I know the fleet learning combs through multiple instances from multiple vehicles and smooths out over time, but I wonder if Tesla has thought ahead to make that process "read-only" in areas that are under a State of Emergency. South Carolina is in a State of Emergency and soon, I-26 from Charleston to Columbia will be reversed to one-way traffic "Northbound" regardless of if you are in the Northbound or Southbound lanes. While I hope AutoPilot doesn't freak out about going "the wrong way", I would hope the mothership doesn't also "learn" that it is acceptable.

My personal thought is that AutoPilot tiles in an area under a State of Emergency (not just a hurricane evacuation) are "locked" from updating from the fleet during the State of Emergency is in effect. Whether Tesla has done so, I don't know.

What are you thoughts?
 
IMO the way the forums interpreted that Tesla will do fleet learning is wrong. Whether Tesla misled everyone, or people just escalated thinking what they heard and it became the norm.

Again, this is all IMO. There is no "automatic" fleet learning. The data is brought back to the Tesla engineers, who then decide how and what to train to make the algorithms better. They can hand pick a subset of data, or they can use it all. They should be able to automatically screen for anomalies and to manually pick them out of the dataset.
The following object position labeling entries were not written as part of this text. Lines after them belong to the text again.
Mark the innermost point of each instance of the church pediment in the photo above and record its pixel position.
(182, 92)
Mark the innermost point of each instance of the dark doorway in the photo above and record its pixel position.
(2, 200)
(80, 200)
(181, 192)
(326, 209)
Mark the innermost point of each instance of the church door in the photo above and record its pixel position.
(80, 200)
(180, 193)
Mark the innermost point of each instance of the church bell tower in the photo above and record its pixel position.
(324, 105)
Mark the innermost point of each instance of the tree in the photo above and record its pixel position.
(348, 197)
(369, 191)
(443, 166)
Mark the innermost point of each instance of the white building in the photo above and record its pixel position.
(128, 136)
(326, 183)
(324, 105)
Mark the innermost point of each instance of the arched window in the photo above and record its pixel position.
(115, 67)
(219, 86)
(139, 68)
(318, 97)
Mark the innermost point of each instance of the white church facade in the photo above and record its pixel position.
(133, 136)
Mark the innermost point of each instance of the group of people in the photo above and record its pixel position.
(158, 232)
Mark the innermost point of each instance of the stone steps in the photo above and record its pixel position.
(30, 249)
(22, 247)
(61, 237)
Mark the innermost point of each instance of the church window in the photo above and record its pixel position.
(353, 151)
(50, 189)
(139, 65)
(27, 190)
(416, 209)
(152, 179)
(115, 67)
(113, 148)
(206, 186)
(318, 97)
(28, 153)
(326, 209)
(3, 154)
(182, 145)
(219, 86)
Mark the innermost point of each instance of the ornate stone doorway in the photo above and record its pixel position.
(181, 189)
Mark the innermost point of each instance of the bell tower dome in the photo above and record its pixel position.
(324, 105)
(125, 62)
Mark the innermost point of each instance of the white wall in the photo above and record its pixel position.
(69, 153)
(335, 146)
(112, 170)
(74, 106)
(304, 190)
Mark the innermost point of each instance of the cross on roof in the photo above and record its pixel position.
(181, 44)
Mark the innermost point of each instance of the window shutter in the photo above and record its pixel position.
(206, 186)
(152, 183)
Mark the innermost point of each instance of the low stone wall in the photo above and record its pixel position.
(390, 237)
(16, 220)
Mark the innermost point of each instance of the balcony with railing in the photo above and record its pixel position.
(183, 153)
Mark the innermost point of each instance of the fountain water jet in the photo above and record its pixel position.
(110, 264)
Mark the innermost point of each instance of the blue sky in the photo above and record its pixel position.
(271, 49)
I did training/testing/simulation/machine learning/etc. for about a decade; management would often say stupid things like "hey, let's let the operator add a <thing> into the dataset, and the algorithms will retrain themselves" each time our team heard that, we cringed. You can't predict how the operator will be adding said <thing> into the dataset, you can't automatically predict that it wont break something. It takes days/weeks/months of testing on the aggregate dataset to make sure your newly trained model works better than your old model. But then you're only 15% of the way there. You then need to start breaking up the data into subsets and looking at the false alarm rates of each sub-category (i.e. did your newly trained AP now do better on asphalt, but worse on gravel? is it an acceptable loss? Is any loss acceptable?), etc. And that takes another days/weeks/months.

I think it's all hype, but like I said, I could be dead wrong, maybe they're a million times smarter than me. But IMO this whole "fleet learning" will be done at a desk, with an engineer (group of them, maybe) sitting and sifting through the data. And if they see an anomoly, they can start digging down to see what happened in South Carolina on October 5th, 2016.

P.S. Stay safe.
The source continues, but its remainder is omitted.